Or it could be the FBI looking for terrorist activity. Under the USA Patriot Act, the FBI can use a national security letter to get telecommunications records, including e-mail records. A recent report from the Justice Department's Office of the Inspector General titled "A Review of the FBI's Use of National Security Letters" (PDF) found that the FBI has, in some cases, misused these surveillance powers. It also found that some e-mail providers were handing over full message bodies and subject lines of e-mails when they were really only supposed to hand over billing records.
"If you read the fine print in end-user license agreements, there's always the possibility for the government to intervene," says Larry Ponemon, founder and chairman of the Ponemon Institute LLC, a privacy and information management research firm.
Google's policy, for example, is to notify an e-mail user when the government orders it to turn over records, "except in cases where we're not legally able to do so because notification threatens to impede a law enforcement investigation," says a Google spokesperson.
This isn't a theoretical problem. Back in 2006, Google was served with a subpoena from the DOJ: The DOJ wanted two months' worth of search queries from users, together with as many as 1 million Web addresses, to bolster its arguments in a Pennsylvania pornography case. After some legal back and forth, it was finally decided in March 2007 that Google did have to supply the DOJ with 50,000 Web addresses, but not any of the user search queries.
Google isn't the only Webmail supplier that has found itself in the courts. For example, in April of 2006, an ex-employee's Yahoo e-mail account was successfully subpoenaed by his former employer. And Yahoo made headlines when news organizations reported that the company had handed over the contents of personal e-mail accounts to the Chinese government, resulting in the arrest and imprisonment of several Chinese dissidents.
A corporate security tangle
The increasing popularity of third-party Webmail also presents new and sometimes poorly understood security problems for corporate IT departments.
Most corporate e-mail travels through an SMTP server, which typically scans incoming e-mail and attachments for malware and inspects outgoing mail for any violations of corporate policy. Not so with Webmail, which goes through the corporate HTTP server and is usually not inspected on its way into the network, notes Chenxi Wang, an analyst at Forrester Research Inc. That means Webmail can bring in security threats and send out sensitive corporate data.
"Unless you've got scanning in place there, it's a huge hole for corporations," says John Maddison, general manager of Trend Micro Inc.'s network security services group.

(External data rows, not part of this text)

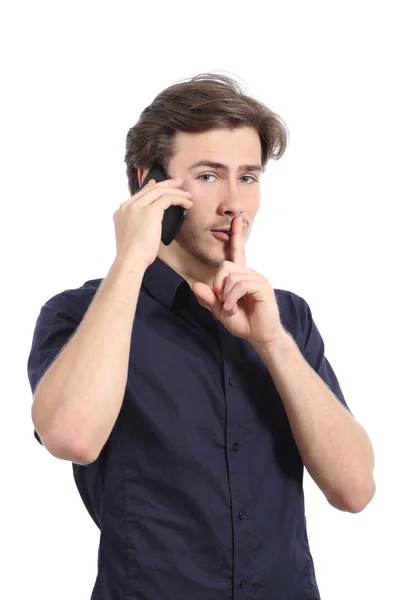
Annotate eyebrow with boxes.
[189,160,263,171]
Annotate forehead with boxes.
[174,127,261,164]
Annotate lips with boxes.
[212,230,231,242]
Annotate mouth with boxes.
[211,231,231,242]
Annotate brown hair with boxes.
[125,73,289,196]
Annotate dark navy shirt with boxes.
[28,258,348,600]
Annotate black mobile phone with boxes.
[140,164,187,246]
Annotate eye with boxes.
[198,173,257,183]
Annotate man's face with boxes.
[141,127,262,267]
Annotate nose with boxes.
[220,181,245,217]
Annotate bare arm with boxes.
[31,260,146,464]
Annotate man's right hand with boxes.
[113,179,193,269]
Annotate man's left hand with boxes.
[192,216,286,344]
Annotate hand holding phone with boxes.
[113,167,193,269]
[141,164,187,246]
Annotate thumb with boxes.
[192,281,222,314]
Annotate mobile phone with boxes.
[140,164,187,246]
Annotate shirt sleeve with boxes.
[27,292,82,445]
[295,295,353,415]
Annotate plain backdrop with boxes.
[0,0,400,600]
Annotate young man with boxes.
[28,75,375,600]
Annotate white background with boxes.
[0,0,400,600]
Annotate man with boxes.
[28,76,375,600]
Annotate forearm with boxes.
[32,262,144,462]
[254,332,375,512]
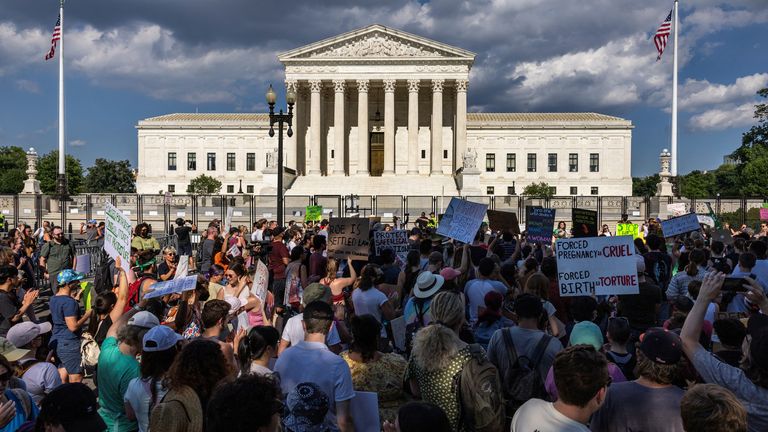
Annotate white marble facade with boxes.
[137,25,632,195]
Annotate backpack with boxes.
[455,344,505,432]
[501,329,552,417]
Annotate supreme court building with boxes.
[137,25,633,196]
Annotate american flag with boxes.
[45,14,61,60]
[653,9,674,61]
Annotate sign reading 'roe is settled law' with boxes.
[556,236,640,297]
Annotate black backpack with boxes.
[501,329,552,417]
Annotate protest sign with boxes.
[571,209,597,238]
[304,206,323,222]
[488,210,520,234]
[373,230,409,256]
[104,203,132,268]
[555,236,640,297]
[144,275,197,299]
[525,206,555,244]
[616,224,640,239]
[328,218,371,261]
[437,198,488,243]
[661,213,701,237]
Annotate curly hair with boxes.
[164,339,232,406]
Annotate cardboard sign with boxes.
[104,203,132,268]
[373,230,409,255]
[661,213,701,237]
[437,198,488,243]
[616,224,640,240]
[488,210,520,234]
[525,206,555,244]
[571,209,597,238]
[328,218,371,261]
[144,275,197,299]
[555,236,640,297]
[304,206,323,222]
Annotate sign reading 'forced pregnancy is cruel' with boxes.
[556,236,640,297]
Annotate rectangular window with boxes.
[568,153,579,172]
[528,153,536,172]
[227,153,235,171]
[507,153,517,172]
[485,153,496,172]
[589,153,600,172]
[168,152,176,171]
[547,153,557,172]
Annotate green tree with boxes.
[85,158,136,193]
[37,150,83,195]
[632,174,661,196]
[187,174,221,195]
[523,182,555,198]
[0,146,27,194]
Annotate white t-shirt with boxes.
[510,399,589,432]
[283,314,341,346]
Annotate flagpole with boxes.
[56,0,69,200]
[670,0,680,177]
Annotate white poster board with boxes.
[104,203,132,268]
[555,236,640,297]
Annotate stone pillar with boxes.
[283,80,304,169]
[329,80,346,175]
[430,79,445,175]
[357,80,369,176]
[452,80,469,170]
[308,80,323,175]
[384,79,395,175]
[408,79,421,174]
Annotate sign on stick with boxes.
[556,236,640,297]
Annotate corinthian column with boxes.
[408,80,421,174]
[357,80,369,175]
[430,79,445,175]
[333,80,346,175]
[309,80,323,175]
[384,79,395,175]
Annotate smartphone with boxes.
[722,277,748,292]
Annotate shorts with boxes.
[51,340,83,375]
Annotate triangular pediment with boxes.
[278,24,475,63]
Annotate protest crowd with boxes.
[0,203,768,432]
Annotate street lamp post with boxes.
[267,84,296,226]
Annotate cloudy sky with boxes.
[0,0,768,176]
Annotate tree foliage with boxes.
[85,158,136,193]
[37,150,83,195]
[523,182,554,198]
[187,174,221,195]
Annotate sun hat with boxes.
[569,321,603,351]
[6,321,51,346]
[0,337,29,362]
[142,325,183,352]
[413,272,445,298]
[128,311,160,328]
[56,269,85,285]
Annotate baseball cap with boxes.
[570,321,603,351]
[640,328,683,364]
[128,311,160,328]
[56,269,85,285]
[0,337,29,362]
[40,383,107,432]
[142,325,182,352]
[6,321,51,346]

Some corporations sabotage themselves through ignorance or misguided policies. A company might forbid the use of corporate e-mail for personal business, leaving employees little choice but to use their Webmail accounts. Even without a formal policy, "people might think it's the right thing to use their Gmail account for personal business rather than to use their corporate e-mail," says Ponemon.
In other cases, a company might make employees jump through so many security hoops to access their e-mail remotely that they use Webmail instead, says David Cowings, senior manager of operations in security response at Symantec Corp. For example, employees might forward copies of inbound corporate e-mail to their Webmail account rather than go through a complicated process such as using a rotating access key to dial in through a VPN from home or while traveling. Or perhaps corporate IT limits the size of attachments, so if employees needs to send a 2M file, they turn to Webmail, says Frank Cabri, vice president of marketing and product management at FaceTime Communications Inc., a security vendor that specializes in securing noncorporate-sanctioned applications like Webmail.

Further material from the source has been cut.